It’s hard to describe what it’s like to watch your child step into the abyss of mental illness. I’ve struggled to find the right metaphor, but I have only this: she is falling, as if into a deep, dark well. The descent feels quick, yet as though it's happening in slow motion. You gasp, you reach out to grab her. You scrabble for a grip on her arm, her clothing, her hair, anything. But you can’t catch her, you can’t stop her. She keeps falling. All you can do is watch. You don’t know where this will end, but you sense it will end badly.

It was a very lonely time. Many friends and neighbours did not know. Concerned people from daycare or school would remark on her absence. Was she okay? Would she be back soon? There was no easy way to explain what was going on. Years of twitches and coughs we had easily and unselfconsciously summarised with, “She has tics.”  Now, there were no summaries. No, it’s not a “tantrum” like the ones your kids have. No, it’s not “defiance.” It’s not “bad behaviour.” We know what those things are, we’ve seen them too, but this is something much more severe, much more alarming.

We think we are open-minded about mental illness, but for all the well-intentioned campaigns and measured disclosures about depression, mental illness is still stigmatised and poorly understood. People still put jokes about “schizophrenia” and “OCD” on their Facebook feeds in a way they would never dream of doing with cancer or heart disease. People send classroom cards and flowers to kids who miss school for sudden abdominal surgery, but not for kids sick in the mind. Mental illness is still somehow considered a person’s own fault. A character flaw. A danger, even. Most days, I simply could not cope with condemnation in addition to crisis. So I stayed quiet, I stayed inside. 

We were now about two months into our crisis and this was the first full recounting of my daughter’s illness that any health professional had been willing to hear.

The isolation was only deepened by the sense that the medical establishment had abandoned us. Not only did it take forever to get their attention, once we did, they were of no help. We thought very carefully about what they each had to say.

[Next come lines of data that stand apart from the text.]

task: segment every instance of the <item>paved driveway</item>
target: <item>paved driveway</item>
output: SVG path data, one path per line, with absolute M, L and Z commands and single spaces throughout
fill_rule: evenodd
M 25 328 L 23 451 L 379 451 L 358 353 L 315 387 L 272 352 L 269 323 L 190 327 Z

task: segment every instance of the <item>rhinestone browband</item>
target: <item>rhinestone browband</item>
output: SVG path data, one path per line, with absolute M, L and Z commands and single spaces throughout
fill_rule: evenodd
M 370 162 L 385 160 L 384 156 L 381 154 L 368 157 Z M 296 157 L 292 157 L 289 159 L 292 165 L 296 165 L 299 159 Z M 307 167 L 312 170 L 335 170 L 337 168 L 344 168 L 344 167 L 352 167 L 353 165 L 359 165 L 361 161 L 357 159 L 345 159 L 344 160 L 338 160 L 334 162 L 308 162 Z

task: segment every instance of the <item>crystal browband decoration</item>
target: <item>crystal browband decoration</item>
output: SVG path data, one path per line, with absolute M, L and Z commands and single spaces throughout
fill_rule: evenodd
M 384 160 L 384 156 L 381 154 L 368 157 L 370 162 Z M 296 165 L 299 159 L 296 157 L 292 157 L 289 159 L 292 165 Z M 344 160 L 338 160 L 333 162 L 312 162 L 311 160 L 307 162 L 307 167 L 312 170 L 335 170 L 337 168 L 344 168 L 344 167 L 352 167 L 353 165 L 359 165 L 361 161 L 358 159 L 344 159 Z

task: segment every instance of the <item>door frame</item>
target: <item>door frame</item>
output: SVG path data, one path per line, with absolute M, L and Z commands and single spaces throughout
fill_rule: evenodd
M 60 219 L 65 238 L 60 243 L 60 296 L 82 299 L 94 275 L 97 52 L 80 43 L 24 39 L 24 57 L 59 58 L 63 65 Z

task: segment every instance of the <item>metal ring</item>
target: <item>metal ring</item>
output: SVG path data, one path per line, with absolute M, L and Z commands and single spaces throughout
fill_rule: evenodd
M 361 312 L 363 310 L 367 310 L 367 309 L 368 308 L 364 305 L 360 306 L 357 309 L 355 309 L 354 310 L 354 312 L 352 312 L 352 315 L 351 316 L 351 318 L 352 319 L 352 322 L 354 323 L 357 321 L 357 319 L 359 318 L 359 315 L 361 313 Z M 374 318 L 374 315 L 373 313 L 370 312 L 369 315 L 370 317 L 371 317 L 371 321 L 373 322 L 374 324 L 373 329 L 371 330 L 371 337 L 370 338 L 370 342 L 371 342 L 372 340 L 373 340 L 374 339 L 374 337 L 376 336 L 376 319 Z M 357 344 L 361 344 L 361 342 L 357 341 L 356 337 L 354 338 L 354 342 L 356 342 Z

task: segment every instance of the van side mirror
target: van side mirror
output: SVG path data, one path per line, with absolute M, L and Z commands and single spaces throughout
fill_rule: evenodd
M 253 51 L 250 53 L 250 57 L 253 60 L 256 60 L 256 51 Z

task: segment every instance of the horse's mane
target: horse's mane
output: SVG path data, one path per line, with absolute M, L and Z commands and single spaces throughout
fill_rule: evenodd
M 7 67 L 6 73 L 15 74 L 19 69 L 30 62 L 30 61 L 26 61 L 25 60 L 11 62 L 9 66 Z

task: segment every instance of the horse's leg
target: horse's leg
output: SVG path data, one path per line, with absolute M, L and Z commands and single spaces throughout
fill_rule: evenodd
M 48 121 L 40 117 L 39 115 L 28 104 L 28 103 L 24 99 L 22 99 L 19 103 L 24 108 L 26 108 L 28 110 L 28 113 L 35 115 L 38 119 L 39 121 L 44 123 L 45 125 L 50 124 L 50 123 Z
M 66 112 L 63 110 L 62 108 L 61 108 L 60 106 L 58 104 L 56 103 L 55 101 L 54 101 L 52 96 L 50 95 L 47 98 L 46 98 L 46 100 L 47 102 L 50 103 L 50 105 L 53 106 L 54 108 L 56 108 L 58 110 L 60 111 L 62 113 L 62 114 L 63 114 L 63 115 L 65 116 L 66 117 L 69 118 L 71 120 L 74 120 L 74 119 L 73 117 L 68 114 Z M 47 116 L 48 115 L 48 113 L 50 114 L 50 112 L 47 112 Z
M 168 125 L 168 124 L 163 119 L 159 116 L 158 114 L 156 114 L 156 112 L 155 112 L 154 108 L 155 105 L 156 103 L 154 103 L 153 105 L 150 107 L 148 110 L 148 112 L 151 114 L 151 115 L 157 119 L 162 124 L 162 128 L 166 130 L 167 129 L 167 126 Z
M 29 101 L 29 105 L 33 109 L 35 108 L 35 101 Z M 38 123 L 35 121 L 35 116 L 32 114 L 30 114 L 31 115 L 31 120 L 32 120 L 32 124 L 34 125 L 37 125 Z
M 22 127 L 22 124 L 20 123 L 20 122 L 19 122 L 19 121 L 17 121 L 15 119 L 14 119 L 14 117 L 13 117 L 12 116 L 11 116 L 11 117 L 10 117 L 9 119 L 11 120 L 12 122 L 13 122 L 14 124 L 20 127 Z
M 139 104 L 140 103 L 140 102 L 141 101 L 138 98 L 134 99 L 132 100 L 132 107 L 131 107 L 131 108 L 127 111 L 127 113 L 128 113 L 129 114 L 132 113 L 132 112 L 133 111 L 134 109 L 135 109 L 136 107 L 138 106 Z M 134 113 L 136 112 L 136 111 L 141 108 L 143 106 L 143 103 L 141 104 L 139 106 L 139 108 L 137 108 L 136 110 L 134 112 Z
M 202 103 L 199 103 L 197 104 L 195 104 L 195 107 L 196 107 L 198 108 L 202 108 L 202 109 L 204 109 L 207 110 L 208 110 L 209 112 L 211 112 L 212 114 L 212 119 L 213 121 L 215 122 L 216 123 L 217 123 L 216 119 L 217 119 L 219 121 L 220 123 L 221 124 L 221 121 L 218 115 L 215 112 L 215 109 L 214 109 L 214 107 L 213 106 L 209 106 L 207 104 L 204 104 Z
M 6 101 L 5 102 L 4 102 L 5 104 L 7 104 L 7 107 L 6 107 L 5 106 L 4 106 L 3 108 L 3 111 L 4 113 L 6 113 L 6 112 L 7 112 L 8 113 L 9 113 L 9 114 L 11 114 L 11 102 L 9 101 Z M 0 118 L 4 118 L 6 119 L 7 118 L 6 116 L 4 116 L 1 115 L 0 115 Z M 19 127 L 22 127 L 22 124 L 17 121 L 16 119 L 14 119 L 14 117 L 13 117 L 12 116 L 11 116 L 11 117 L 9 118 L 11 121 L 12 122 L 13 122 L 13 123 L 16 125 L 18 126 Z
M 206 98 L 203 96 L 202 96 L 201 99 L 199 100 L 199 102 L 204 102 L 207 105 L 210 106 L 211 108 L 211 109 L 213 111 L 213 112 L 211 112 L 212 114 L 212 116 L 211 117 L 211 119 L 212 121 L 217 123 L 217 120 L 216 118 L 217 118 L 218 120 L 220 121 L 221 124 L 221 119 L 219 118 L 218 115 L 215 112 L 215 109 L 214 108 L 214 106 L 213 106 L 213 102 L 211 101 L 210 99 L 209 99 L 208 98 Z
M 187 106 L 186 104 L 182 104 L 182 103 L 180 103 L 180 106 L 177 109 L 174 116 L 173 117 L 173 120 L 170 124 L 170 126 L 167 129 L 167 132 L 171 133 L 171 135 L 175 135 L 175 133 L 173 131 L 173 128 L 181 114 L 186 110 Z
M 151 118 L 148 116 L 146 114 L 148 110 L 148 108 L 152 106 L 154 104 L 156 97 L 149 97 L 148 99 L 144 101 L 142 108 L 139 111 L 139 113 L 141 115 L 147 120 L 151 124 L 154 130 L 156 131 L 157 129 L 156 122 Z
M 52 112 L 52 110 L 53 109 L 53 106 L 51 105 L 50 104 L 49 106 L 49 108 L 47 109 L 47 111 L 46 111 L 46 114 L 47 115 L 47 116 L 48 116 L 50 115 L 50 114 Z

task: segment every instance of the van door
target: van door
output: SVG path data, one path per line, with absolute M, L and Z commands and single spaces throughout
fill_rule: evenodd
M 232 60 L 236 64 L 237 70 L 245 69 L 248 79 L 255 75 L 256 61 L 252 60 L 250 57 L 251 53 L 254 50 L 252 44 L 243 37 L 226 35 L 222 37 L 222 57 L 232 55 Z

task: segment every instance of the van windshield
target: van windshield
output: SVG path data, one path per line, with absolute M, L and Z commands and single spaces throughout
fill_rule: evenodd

But in the end, we decided that their learned advice seemed at best misguided and, at worst, harmful. We both had a strong internal sense that what our daughter needed, above all else, was protection and compassion. So we backed off.

Ordinary rules were suspended. She did not have to sleep alone, eat alone, brush her teeth alone, leave the house, be seen by friends, or go to school. She did not have to face her fears, old or new. There were no consequences. From that point on, we would accept that, for whatever reason, our daughter could not control her behaviour in the way she had always been able to. She should not be punished for this any more than a child who develops epilepsy should be punished for a seizure.

It flew in the face of all the professional advice we’d been given. But we were convinced that it was the right thing to do. Looking back, it is the strength it took to come to this decision, and to stick by it, that makes us most proud as parents. 


We wanted answers. Medical people often chastise parents for not “accepting” a diagnosis of mental illness, as though we are somehow delusional or proud. But it’s not the diagnosis parents have trouble with, it’s the shocking absence of knowledge about causes and treatments, made worse by doctors’ inability to admit their ignorance. It’s precisely because doctors offer so little that parents try so hard.

Not long after the visit to the pediatrician, I began looking into a syndrome that had intrigued me years earlier when I’d first heard of it, as a reporter. It was called PANDAS, for “pediatric autoimmune neuropsychiatric disorder associated with streptococcus.” The idea was that in some children, antibodies against streptococcal bacteria mistake cells in the child’s own brain for the invading cells and accidentally attack the brain instead of the strep. (Well-established disorders like rheumatic fever, Sydenham’s chorea and glomerulonephritis are thought to be caused in a similar way.) 

I found a US National Institute of Mental Health (NIMH) website that described how some children, following a strep infection, show a sudden, dramatic onset of obsessions, compulsions, tics, irritability and separation anxiety. The then-director of the NIMH had recently described the work on PANDAS as “the most compelling case” for a link between infection and mental illness, a link that many of the top mental health researchers in the world are pursuing vigorously. I downloaded some scientific papers—there were scores—and began to consider PANDAS as a possibility. 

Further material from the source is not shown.